Arts & Academe will hold a monthly student-film contest beginning this month with each month’s three finalists featured on the blog. We are very fortunate to have as judges two renowned film scholar-critics (and Chronicle Review contributors), David Sterritt and Mikita Brottman. (More about them below.)

Here are the rules:

1. The films must be 20 minutes or less and posted publicly (no password protection) on YouTube, Vimeo, or some similarly reliable, accessible, and free Web site.

2. By January 14, the college-level student filmmaker should e-mail, with FILM CONTEST in the subject line, the film’s link URL to alexander.kafka@chronicle.com, along with

• the filmmaker’s full name
• age
• where she or he is enrolled
• the name of her or his filmmaking instructor
• the title of the film
• (optional) a brief two- or three-sentence synopsis or other filmmaker’s note
• films co-directed by more than one filmmaker will be accepted

On January 21, Arts & Academe will post the three finalists selected by the judges—Sterritt and Brottman—along with brief written comments from them about why they chose those films.

And on January 26, Arts & Academe will post the winning film, again with brief written comments from Sterritt and Brottman on how they selected the winner. (In future months, the exact submission and posting dates will vary slightly, but we’ll try to follow the same basic schedule.)

About the judges:

David Sterritt is chair of the National Society of Film Critics, an adjunct professor at Columbia University and the Maryland Institute College of Art, professor emeritus of theater and film at Long Island University, chief book critic of Film Quarterly, and a former longtime film critic for The Christian Science Monitor who has also written for many other publications.

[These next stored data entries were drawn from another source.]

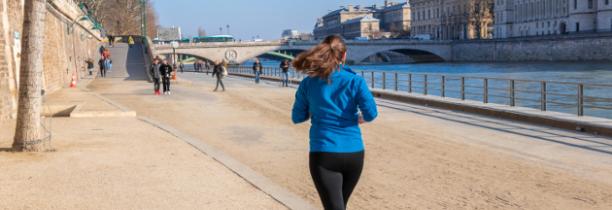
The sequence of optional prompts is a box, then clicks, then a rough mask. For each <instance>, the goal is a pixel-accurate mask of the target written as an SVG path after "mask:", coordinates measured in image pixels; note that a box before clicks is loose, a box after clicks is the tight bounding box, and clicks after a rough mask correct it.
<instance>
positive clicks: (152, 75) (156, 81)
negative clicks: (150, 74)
mask: <svg viewBox="0 0 612 210" xmlns="http://www.w3.org/2000/svg"><path fill="white" fill-rule="evenodd" d="M160 67H161V64H160V63H159V60H158V59H153V65H151V77H152V78H153V90H154V92H155V95H161V93H160V92H159V88H160V87H159V80H160V79H161V75H162V74H161V72H160Z"/></svg>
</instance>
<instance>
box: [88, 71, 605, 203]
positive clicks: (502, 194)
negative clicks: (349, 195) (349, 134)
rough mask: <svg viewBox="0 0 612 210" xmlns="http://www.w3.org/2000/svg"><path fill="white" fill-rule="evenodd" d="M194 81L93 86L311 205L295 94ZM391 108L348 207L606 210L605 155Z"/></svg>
mask: <svg viewBox="0 0 612 210" xmlns="http://www.w3.org/2000/svg"><path fill="white" fill-rule="evenodd" d="M192 76H193V75H192ZM193 77H197V79H195V80H196V81H202V82H194V83H193V84H191V83H183V84H179V85H177V86H175V88H174V90H173V95H172V96H167V97H154V96H152V95H151V94H150V92H151V90H150V89H151V87H150V86H151V85H150V84H147V83H143V82H124V81H113V80H102V81H96V82H94V83H93V84H92V86H91V88H92V89H94V90H96V91H97V92H99V93H101V94H103V95H105V96H107V97H109V98H111V99H113V100H116V101H118V102H119V103H121V104H123V105H125V106H127V107H129V108H131V109H134V110H136V111H137V112H138V114H139V115H142V116H147V117H150V118H153V119H156V120H158V121H162V122H164V123H167V124H169V125H172V126H173V127H175V128H177V129H180V130H181V131H183V132H186V133H189V134H190V135H192V136H195V137H197V138H199V139H203V140H205V141H206V143H208V144H211V145H213V146H215V147H217V148H219V149H221V150H223V151H225V152H227V153H228V154H230V155H232V156H234V157H235V158H236V159H238V160H240V161H242V162H243V163H245V164H247V165H249V166H250V167H251V168H253V169H255V170H256V171H258V172H260V173H261V174H263V175H265V176H267V177H269V178H270V179H272V180H273V181H275V182H277V183H279V184H280V185H282V186H284V187H286V188H288V189H289V190H291V191H293V192H295V193H297V194H298V195H301V196H303V197H304V198H306V199H308V200H309V201H311V202H312V203H314V204H317V205H319V204H318V197H317V195H316V192H315V190H314V188H313V186H312V182H311V180H310V176H309V174H308V168H307V154H308V128H309V126H308V125H307V124H303V125H297V126H295V125H292V124H291V122H290V112H289V110H290V108H291V103H292V100H293V93H294V91H295V90H294V89H291V88H285V89H282V88H277V87H273V86H267V85H260V86H253V85H252V84H251V82H247V81H242V80H231V79H230V80H226V86H227V88H228V91H227V92H224V93H213V92H211V90H212V84H213V81H212V80H211V79H209V77H207V76H205V75H197V76H193ZM395 106H399V107H400V108H397V107H395V108H394V106H393V105H392V104H390V103H387V104H385V107H383V106H381V107H380V113H381V114H380V118H379V119H378V120H377V121H376V122H375V123H374V124H369V125H365V126H364V127H363V131H364V138H365V141H366V147H367V152H366V166H365V171H364V174H363V178H362V180H361V183H360V184H359V185H358V187H357V189H356V192H355V194H354V197H352V200H351V203H350V205H349V207H350V208H352V209H494V208H499V209H612V181H610V180H609V179H607V177H612V176H611V175H612V164H609V163H612V162H611V161H610V159H611V158H612V155H610V154H601V153H596V152H592V151H589V150H584V149H581V148H579V147H572V146H568V145H563V144H558V143H555V142H553V141H550V140H547V139H550V138H553V137H554V138H565V137H558V133H563V132H560V131H557V130H547V129H543V128H531V127H525V128H522V127H520V126H519V125H513V124H511V123H510V124H497V122H488V123H489V124H495V126H497V127H500V128H499V129H491V126H489V127H487V126H484V125H478V124H479V123H483V122H482V121H481V120H476V122H475V123H472V124H469V123H465V122H460V121H459V120H466V119H468V120H469V119H470V118H471V117H470V116H463V115H459V114H457V116H455V118H453V119H457V120H449V119H450V118H448V119H446V117H449V116H450V115H455V113H449V112H440V111H439V110H432V109H422V110H420V108H419V107H407V106H404V105H395ZM437 116H439V117H437ZM516 126H518V128H517V127H516ZM534 130H535V131H534ZM509 131H513V132H509ZM533 132H537V133H538V134H537V136H535V135H536V134H532V133H533ZM523 133H525V134H523ZM568 135H573V134H571V133H570V134H568ZM551 136H553V137H551ZM554 138H553V139H554ZM567 138H572V139H574V138H575V139H576V141H582V140H585V139H596V137H589V136H578V135H576V136H569V137H567ZM599 141H600V140H599V139H598V140H597V142H599ZM601 146H603V147H609V146H610V145H609V144H608V145H606V144H605V143H604V144H602V145H601ZM591 162H592V163H591Z"/></svg>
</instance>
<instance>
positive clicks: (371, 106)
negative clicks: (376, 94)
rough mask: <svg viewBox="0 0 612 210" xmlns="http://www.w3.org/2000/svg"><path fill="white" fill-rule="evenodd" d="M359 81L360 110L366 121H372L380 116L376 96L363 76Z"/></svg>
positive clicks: (358, 102) (358, 82)
mask: <svg viewBox="0 0 612 210" xmlns="http://www.w3.org/2000/svg"><path fill="white" fill-rule="evenodd" d="M357 81H358V82H357V83H358V84H357V103H358V106H359V110H361V114H362V115H363V120H364V121H366V122H372V121H374V119H376V117H377V116H378V110H377V108H376V102H375V101H374V96H372V92H370V89H369V88H368V84H367V83H366V82H365V80H364V79H363V78H359V79H358V80H357Z"/></svg>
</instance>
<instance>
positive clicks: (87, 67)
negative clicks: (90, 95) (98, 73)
mask: <svg viewBox="0 0 612 210" xmlns="http://www.w3.org/2000/svg"><path fill="white" fill-rule="evenodd" d="M85 63H86V64H87V72H89V76H93V70H94V68H95V66H96V64H94V61H93V59H91V58H88V59H87V60H85Z"/></svg>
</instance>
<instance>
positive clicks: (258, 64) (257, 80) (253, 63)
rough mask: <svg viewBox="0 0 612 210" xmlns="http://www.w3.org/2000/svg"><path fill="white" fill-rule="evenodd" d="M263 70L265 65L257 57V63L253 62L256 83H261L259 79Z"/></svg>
mask: <svg viewBox="0 0 612 210" xmlns="http://www.w3.org/2000/svg"><path fill="white" fill-rule="evenodd" d="M262 70H263V67H262V65H261V62H259V59H255V63H253V73H254V74H255V83H256V84H259V79H260V77H261V71H262Z"/></svg>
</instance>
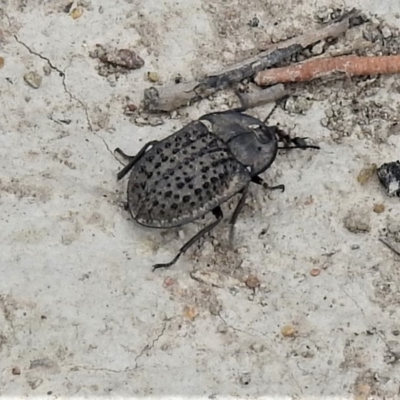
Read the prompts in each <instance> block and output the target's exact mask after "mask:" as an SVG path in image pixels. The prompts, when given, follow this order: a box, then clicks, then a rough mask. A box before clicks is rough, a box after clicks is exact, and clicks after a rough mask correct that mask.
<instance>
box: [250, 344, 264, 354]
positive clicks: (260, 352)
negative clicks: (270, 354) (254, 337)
mask: <svg viewBox="0 0 400 400" xmlns="http://www.w3.org/2000/svg"><path fill="white" fill-rule="evenodd" d="M250 350H253V351H254V352H255V353H261V352H263V351H264V350H265V346H264V345H263V344H260V343H253V344H251V345H250Z"/></svg>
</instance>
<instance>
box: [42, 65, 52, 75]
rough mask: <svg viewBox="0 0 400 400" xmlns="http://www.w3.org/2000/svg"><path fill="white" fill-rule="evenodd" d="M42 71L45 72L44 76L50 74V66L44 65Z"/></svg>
mask: <svg viewBox="0 0 400 400" xmlns="http://www.w3.org/2000/svg"><path fill="white" fill-rule="evenodd" d="M43 72H44V74H45V75H46V76H49V75H50V74H51V67H50V65H45V66H44V67H43Z"/></svg>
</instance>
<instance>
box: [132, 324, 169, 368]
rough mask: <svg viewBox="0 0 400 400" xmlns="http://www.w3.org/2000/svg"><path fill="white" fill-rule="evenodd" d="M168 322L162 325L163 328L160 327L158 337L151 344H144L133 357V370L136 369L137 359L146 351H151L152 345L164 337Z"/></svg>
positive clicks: (156, 342)
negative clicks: (150, 350)
mask: <svg viewBox="0 0 400 400" xmlns="http://www.w3.org/2000/svg"><path fill="white" fill-rule="evenodd" d="M168 321H169V320H167V321H166V322H165V323H164V326H163V327H162V329H161V332H160V333H159V334H158V336H157V337H156V338H155V339H153V340H152V342H151V343H150V344H146V346H144V347H143V349H142V350H141V352H140V353H139V354H138V355H137V356H136V357H135V363H136V366H135V368H138V361H139V359H140V358H141V357H142V356H143V355H144V353H145V352H146V351H148V350H151V349H152V348H153V347H154V345H155V344H156V343H157V342H158V341H159V340H160V339H161V337H162V336H163V335H164V333H165V330H166V329H167V322H168Z"/></svg>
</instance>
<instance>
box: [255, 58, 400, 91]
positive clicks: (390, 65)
mask: <svg viewBox="0 0 400 400" xmlns="http://www.w3.org/2000/svg"><path fill="white" fill-rule="evenodd" d="M337 72H342V73H344V74H346V75H347V76H360V75H388V74H398V73H400V55H399V56H371V57H358V56H342V57H334V58H319V59H315V60H310V61H305V62H302V63H299V64H295V65H289V66H287V67H282V68H274V69H267V70H264V71H261V72H259V73H258V74H257V75H256V77H255V79H254V81H255V82H256V83H257V85H259V86H268V85H274V84H276V83H288V82H304V81H311V80H313V79H316V78H321V77H323V76H326V75H329V74H332V73H337Z"/></svg>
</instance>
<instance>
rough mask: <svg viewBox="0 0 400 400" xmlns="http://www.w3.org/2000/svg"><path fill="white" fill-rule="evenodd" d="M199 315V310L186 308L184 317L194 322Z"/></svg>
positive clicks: (185, 308)
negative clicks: (197, 310) (195, 319)
mask: <svg viewBox="0 0 400 400" xmlns="http://www.w3.org/2000/svg"><path fill="white" fill-rule="evenodd" d="M197 314H198V312H197V310H196V309H195V308H194V307H192V306H185V308H184V309H183V315H184V316H185V318H187V319H188V320H190V321H193V320H194V319H195V318H196V316H197Z"/></svg>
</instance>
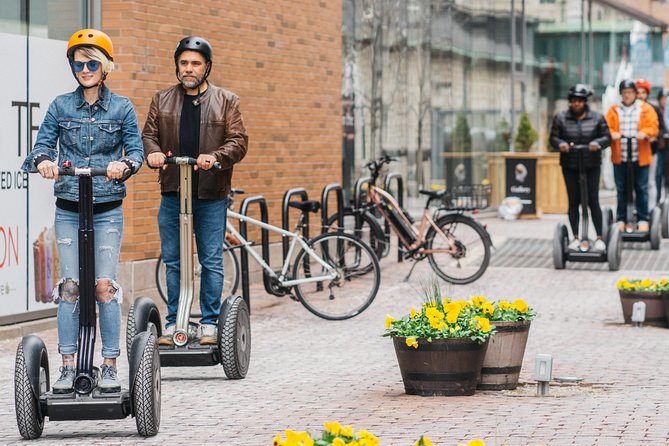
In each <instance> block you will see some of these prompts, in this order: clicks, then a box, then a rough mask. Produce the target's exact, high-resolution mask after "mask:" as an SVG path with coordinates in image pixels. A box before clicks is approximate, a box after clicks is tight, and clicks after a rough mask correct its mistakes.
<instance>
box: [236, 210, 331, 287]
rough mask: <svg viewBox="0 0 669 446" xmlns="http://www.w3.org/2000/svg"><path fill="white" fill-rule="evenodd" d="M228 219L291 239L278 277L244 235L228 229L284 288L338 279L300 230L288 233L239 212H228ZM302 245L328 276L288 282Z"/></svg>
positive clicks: (255, 260) (258, 262)
mask: <svg viewBox="0 0 669 446" xmlns="http://www.w3.org/2000/svg"><path fill="white" fill-rule="evenodd" d="M228 218H234V219H236V220H239V221H240V222H248V223H251V224H252V225H254V226H258V227H260V228H262V229H267V230H268V231H272V232H275V233H277V234H281V235H282V236H283V237H290V239H291V241H290V246H289V248H288V252H287V254H286V258H285V259H284V261H283V266H282V267H281V273H280V275H277V274H276V273H275V272H274V270H272V268H271V267H270V266H269V265H268V264H267V263H266V262H265V261H264V260H263V258H262V257H261V256H260V254H258V253H257V252H256V251H255V249H251V243H250V242H249V241H247V240H246V239H245V238H244V237H242V235H241V234H240V233H239V231H237V229H235V227H234V226H232V225H227V227H228V229H229V230H230V233H232V235H233V236H234V237H236V238H237V239H238V240H239V241H240V247H241V248H242V249H244V250H245V251H246V252H247V253H249V254H250V255H251V257H253V258H254V259H255V261H256V262H258V264H259V265H260V266H261V267H262V269H263V270H265V271H267V274H269V275H270V277H272V278H273V279H276V280H277V281H278V283H279V285H281V286H283V287H293V286H295V285H300V284H303V283H309V282H322V281H323V280H326V279H327V280H334V279H336V278H337V276H338V273H337V271H336V269H335V268H333V267H332V266H330V265H329V264H328V263H327V262H325V261H324V260H323V259H322V258H321V257H319V256H318V254H316V253H315V252H314V251H313V250H312V249H311V247H310V246H309V244H308V243H307V242H306V241H305V240H304V237H302V235H301V234H300V232H299V230H297V231H295V232H290V231H286V230H285V229H282V228H278V227H276V226H272V225H270V224H268V223H264V222H262V221H260V220H256V219H254V218H251V217H247V216H245V215H242V214H238V213H237V212H234V211H232V210H228ZM298 243H299V244H300V246H301V247H302V249H304V250H305V251H306V252H307V254H309V257H311V258H313V259H314V260H315V261H316V262H318V263H319V264H320V265H321V266H322V267H323V268H324V269H325V272H326V274H324V275H320V276H312V277H305V278H303V279H299V280H286V277H287V274H288V269H289V268H290V265H291V261H290V259H291V258H292V255H293V251H294V250H295V247H296V246H297V244H298Z"/></svg>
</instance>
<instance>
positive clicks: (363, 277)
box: [293, 233, 381, 320]
mask: <svg viewBox="0 0 669 446" xmlns="http://www.w3.org/2000/svg"><path fill="white" fill-rule="evenodd" d="M309 246H310V247H311V249H312V250H313V251H314V252H315V253H316V255H318V256H319V257H320V258H321V259H323V260H325V261H326V262H327V263H328V264H329V265H331V266H333V267H334V268H335V269H336V271H337V277H336V278H335V279H332V280H330V279H327V280H322V281H316V282H308V283H302V284H299V285H295V287H294V289H295V294H297V297H298V298H299V299H300V302H302V304H303V305H304V306H305V307H306V308H307V310H309V311H311V312H312V313H314V314H315V315H316V316H320V317H322V318H323V319H329V320H342V319H348V318H351V317H353V316H356V315H358V314H360V313H361V312H362V311H363V310H364V309H365V308H367V307H368V306H369V305H370V304H371V303H372V301H373V300H374V298H375V297H376V293H377V291H378V290H379V282H380V280H381V270H380V267H379V261H378V260H377V258H376V255H375V254H374V251H372V250H371V248H370V247H369V246H367V244H365V243H364V242H363V241H362V240H360V239H359V238H357V237H353V236H352V235H349V234H345V233H327V234H321V235H319V236H317V237H314V238H313V239H311V240H309ZM321 274H323V275H324V274H326V272H325V268H324V267H323V266H322V265H320V264H319V263H318V262H317V261H316V260H314V258H312V257H311V256H310V255H309V253H307V251H305V250H304V249H302V250H301V251H300V252H299V253H298V254H297V257H296V258H295V264H294V266H293V277H294V279H295V280H302V279H307V278H310V277H314V276H318V275H321Z"/></svg>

For his full C.V., visit his Web site.

Mikita Brottman is a professor in the department of humanistic studies at the Maryland Institute College of Art and former chair of the Pacifica Graduate Institute’s M.A. program in Engaged Humanities with an Emphasis in Depth Psychology. She is also a psychoanalyst. Her books include The Solitary Vice: Against Reading (Counterpoint, 2008); High Theory/Low Culture (Palgrave Macmillan, 2005); Offensive Films (reissue, Vanderbilt University Press, 2005); Funny Peculiar: Gershon Legman and the Psychopathology of Humor (Analytic Press, 2004); and Car Crash Culture (editor, Palgrave Macmillan, 2002). For her full C.V., visit her site.